Huey, a certified gerontologist who also has a master of social science degree, is author of Alzheimer's Disease: Help and Hope, a book that provides caregivers with tips on how to cope. She founded the Alzheimer's Institute in 1999 and was director of Alzheimer's Residential Care Homes before Hurricane Katrina.
For more information about the seminar or ASCC, call Mary Anne Mushatt at
The LSU/Medical Center of Louisiana at New Orleans (MCLNO) is opening a Level-1 Trauma Care center at Ochsner Clinic Foundation's Elmwood Hospital on Clearview Parkway in Jefferson that will operate through the end of the year.
Ochsner agreed to lease the space to replace the trauma facility at Charity Hospital that was destroyed by Hurricane Katrina. The only other Level-1 Trauma Center in Louisiana at this time is an LSU-operated facility in Shreveport. Personnel from both LSU and Tulane will staff the new local center, which will include 40 critical-care beds and will serve trauma cases only. It will not include a walk-in emergency room or clinic.
Ochsner was among the three hospitals in the New Orleans area able to remain
open throughout Hurricane Katrina and its aftermath. It currently has about
425 patients in its hospital and its doctors see about 170 patients in the emergency
room every day. The Medical Center of Louisiana has offered emergency medical
services in the Morial Convention Center in New Orleans and an adult primary
care clinic near the Charity Hospital Campus.
Ochsner's Transplants Up
Organ transplants and referrals have more than doubled at Ochsner Clinic Foundation since Hurricane Katrina, with the majority of referrals coming from Louisiana and the Gulf Coast region, according to Dr. George Loss, director of abdominal transplant at the Ochsner Multi-Organ Transplant Center. Ochsner currently is the only transplant facility open in the New Orleans area. The facility delayed transplants for three weeks after Katrina, reopening Sept. 19, 2005.
Kidney transplants have risen 100 percent since the hurricane, with more than 35 operations performed by early February, Loss says. Referrals for liver transplants are up 77 percent, with more than two dozen performed since the center reopened; doctors also have performed a half-dozen heart transplants and several pancreas transplants.
The LSU Board of Supervisors last month named Dr.
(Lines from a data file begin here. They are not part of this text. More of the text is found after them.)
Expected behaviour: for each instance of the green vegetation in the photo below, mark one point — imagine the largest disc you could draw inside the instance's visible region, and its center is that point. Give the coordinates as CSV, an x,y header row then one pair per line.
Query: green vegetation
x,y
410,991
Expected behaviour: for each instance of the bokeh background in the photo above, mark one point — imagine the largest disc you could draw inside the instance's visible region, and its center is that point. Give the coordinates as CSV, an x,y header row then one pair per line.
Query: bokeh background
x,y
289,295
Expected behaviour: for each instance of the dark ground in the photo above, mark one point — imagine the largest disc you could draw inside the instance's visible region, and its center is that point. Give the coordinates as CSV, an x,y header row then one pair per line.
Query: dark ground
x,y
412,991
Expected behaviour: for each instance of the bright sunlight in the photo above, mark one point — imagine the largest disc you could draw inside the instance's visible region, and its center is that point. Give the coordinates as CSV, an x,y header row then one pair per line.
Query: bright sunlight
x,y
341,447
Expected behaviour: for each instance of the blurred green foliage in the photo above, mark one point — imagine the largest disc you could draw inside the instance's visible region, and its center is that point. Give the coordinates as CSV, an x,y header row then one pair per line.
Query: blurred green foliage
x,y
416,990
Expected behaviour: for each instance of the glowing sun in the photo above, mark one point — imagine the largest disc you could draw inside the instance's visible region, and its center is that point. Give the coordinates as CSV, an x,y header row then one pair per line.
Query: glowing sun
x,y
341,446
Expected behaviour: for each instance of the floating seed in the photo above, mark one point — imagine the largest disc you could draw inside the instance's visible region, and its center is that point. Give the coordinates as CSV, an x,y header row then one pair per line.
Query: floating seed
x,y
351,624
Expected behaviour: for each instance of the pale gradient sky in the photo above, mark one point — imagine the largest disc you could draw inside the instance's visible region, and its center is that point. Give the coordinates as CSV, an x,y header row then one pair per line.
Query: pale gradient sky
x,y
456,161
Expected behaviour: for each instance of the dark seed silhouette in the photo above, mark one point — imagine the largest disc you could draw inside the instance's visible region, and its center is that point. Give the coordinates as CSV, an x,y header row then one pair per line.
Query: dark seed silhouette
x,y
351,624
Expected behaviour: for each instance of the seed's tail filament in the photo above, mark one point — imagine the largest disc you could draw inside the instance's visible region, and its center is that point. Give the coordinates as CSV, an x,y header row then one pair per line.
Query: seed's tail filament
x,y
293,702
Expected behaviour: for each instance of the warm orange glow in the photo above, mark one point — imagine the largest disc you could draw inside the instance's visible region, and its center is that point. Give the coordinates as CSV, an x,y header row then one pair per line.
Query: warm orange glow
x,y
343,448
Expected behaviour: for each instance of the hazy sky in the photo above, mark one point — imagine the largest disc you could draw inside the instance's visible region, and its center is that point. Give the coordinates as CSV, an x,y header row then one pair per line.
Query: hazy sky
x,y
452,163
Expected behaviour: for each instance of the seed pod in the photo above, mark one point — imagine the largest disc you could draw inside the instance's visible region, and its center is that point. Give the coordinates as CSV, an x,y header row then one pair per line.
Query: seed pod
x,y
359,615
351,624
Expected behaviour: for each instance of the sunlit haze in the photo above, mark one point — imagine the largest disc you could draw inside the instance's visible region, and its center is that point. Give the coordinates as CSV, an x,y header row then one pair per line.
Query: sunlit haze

Larry H. Hollier, a vascular surgeon, chancellor of LSU Health Sciences Center (LSUHSC) in New Orleans. He also is dean of LSUHSC's School of Medicine, a post he's held since Jan. 1, 2004. Hollier replaces acting Chancellor Dr. John Rock, who gave up the position to return to teaching and research.
Before joining the LSU faculty in 1974, the Crowley native and LSUHSC School of Medicine graduate, was president of Mount Sinai Hospital in New York. He also has been executive director of clinical affairs and chairman of surgery at Health Care International Ltd. in Glasgow, Scotland and held positions at Mayo Medical School and Mayo Graduate School at the University of Minnesota and Ochsner Clinic in New Orleans.
He and other LSUHSC professionals recently secured the health science center's finances, which suffered a $50 million shortfall in the wake of Hurricane Katrina, through the end of the fiscal year by obtaining $50 million in bridge funding from a federal social services block grant awarded to the state for hurricane relief.